Crime & Justice

Mothers, families of Colombia’s disappeared continue tireless struggle

By Irene Escudero

Bogota, Aug 30 (EFE).- Whether embroidering the names of the missing, marking the outlines of dead bodies on the street or lying on the ground in imitation of slain victims, the mothers and family members of tens of thousands of disappeared persons in Colombia seek new ways every day to demand justice and attempt to ascertain the whereabouts of their loved ones.

On Monday, the International Day of the Disappeared, a total of 6,402 students were expected to gather in this capital’s downtown Plaza de Bolivar, or one demonstrator for each of the so-called “false positives,” young men who were lured by the army from the slums of Bogota and other low-income areas of the country on the promise of well-paid jobs, only to be murdered in cold blood and presented as rebels killed in combat.

Instead, a group of just a few dozen mothers and some university students sympathetic to their cause congregated at this capital’s main square to bring attention to those killings.

One of those slain young men was the son of Beatriz Mendez, Weimar Armando Castro, who left his home on June 20, 2004 (his mother clearly recalls that it was a Father’s Day) and never came back. His body later was found in southern Bogota following news reports about the killing of 12 guerrilla fighters by army soldiers.

His corpse was discovered – unlike thousands of others still lying in graves – with signs of torture and 59 gunshot wounds. Mendez, who has been seeking justice for 17 years – four of them while displaced from her home due to death threats -, now has her son’s face tattooed on her left arm, saying “no one will remove it from there.”

“Seeing (those women) who are searching, resisting, denouncing, so that their loved ones are not forgotten, what I feel is that it’s necessary in Colombia for the disappearance of people to be unequivocally rejected,” the director of the UBPD search unit for persons listed as disappeared, Luz Marina Monzon, told Efe.

“The fact that for the first time there’s an institution in Colombia exclusively dedicated to searching for the disappeared is a tool and something very valuable for those who’ve been carrying out this search alone for such a long time,” Monzon said.
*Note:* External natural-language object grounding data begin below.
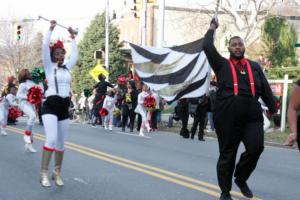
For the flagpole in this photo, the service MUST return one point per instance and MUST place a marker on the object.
(161, 23)
(107, 39)
(144, 23)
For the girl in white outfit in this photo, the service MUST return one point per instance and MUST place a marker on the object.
(109, 105)
(140, 109)
(25, 84)
(5, 102)
(55, 111)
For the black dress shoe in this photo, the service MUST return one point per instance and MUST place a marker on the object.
(225, 196)
(244, 188)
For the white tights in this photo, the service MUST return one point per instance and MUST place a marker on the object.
(55, 131)
(3, 116)
(29, 110)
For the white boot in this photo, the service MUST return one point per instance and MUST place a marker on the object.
(27, 139)
(3, 132)
(141, 132)
(29, 148)
(148, 127)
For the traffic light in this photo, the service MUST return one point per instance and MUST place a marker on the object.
(18, 32)
(137, 7)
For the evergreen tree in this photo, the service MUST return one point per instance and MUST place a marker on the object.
(279, 39)
(94, 39)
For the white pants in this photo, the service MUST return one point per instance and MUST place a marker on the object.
(29, 110)
(109, 117)
(56, 132)
(3, 115)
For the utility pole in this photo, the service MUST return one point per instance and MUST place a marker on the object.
(107, 39)
(144, 23)
(161, 23)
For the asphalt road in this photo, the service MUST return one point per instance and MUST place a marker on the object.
(110, 165)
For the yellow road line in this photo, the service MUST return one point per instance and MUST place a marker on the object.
(129, 164)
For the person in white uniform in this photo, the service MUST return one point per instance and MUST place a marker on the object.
(5, 102)
(28, 108)
(55, 113)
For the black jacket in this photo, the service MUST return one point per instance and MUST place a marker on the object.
(222, 69)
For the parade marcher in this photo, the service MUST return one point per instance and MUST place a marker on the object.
(26, 83)
(101, 89)
(5, 103)
(293, 119)
(91, 104)
(237, 115)
(139, 88)
(153, 114)
(130, 103)
(109, 105)
(199, 117)
(56, 107)
(140, 109)
(5, 91)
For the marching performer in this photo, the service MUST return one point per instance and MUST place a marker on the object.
(238, 114)
(5, 102)
(109, 105)
(140, 109)
(130, 103)
(55, 113)
(26, 106)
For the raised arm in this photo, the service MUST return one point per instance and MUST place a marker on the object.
(74, 51)
(213, 56)
(46, 51)
(294, 106)
(22, 91)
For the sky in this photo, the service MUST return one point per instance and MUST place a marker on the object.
(76, 14)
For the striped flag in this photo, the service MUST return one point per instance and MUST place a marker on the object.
(174, 73)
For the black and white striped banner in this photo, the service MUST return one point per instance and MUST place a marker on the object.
(174, 73)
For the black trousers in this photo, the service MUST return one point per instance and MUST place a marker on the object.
(128, 113)
(139, 122)
(199, 119)
(238, 119)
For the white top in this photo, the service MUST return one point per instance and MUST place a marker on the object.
(141, 97)
(11, 99)
(8, 100)
(63, 75)
(109, 103)
(156, 97)
(23, 89)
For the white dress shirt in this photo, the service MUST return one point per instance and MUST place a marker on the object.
(62, 74)
(23, 89)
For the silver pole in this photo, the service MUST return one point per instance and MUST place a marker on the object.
(284, 102)
(144, 23)
(161, 23)
(107, 38)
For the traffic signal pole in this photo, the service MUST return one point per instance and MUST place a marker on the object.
(161, 23)
(107, 39)
(144, 23)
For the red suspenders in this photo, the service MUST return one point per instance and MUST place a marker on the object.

More than one or two decades have gone by in many of these cases; since then, and above all in the past few years, more certainty has been generated in terms how many false positives there were and the whereabouts of the more than 80,000 people disappeared as a result of Colombia’s decades-old armed conflict (the highest in the Latin America region, according to figures from Colombia’s National Center for Historical Memory).

The Special Jurisdiction for Peace (JEP), a court established as part of the 2016 peace deal between the Colombian government and the Revolutionary Armed Forces of Colombia (FARC) leftist guerrilla army, has provided clearer figures on false positives and this year indicted more than a score of soldiers on charges of extrajudicial executions.

The killings, which occurred when Colombian politicians and the military brass were demanding results in the war against the FARC, were a way for troops to inflate body counts and earn promotions, bonuses and extra leave.

The International Committee of the Red Cross, one of the organizations most active in locating disappeared persons in Colombia, said in a statement that this scourge is not a problem of the past but rather a phenomenon that continues to involve all of the country’s armed actors.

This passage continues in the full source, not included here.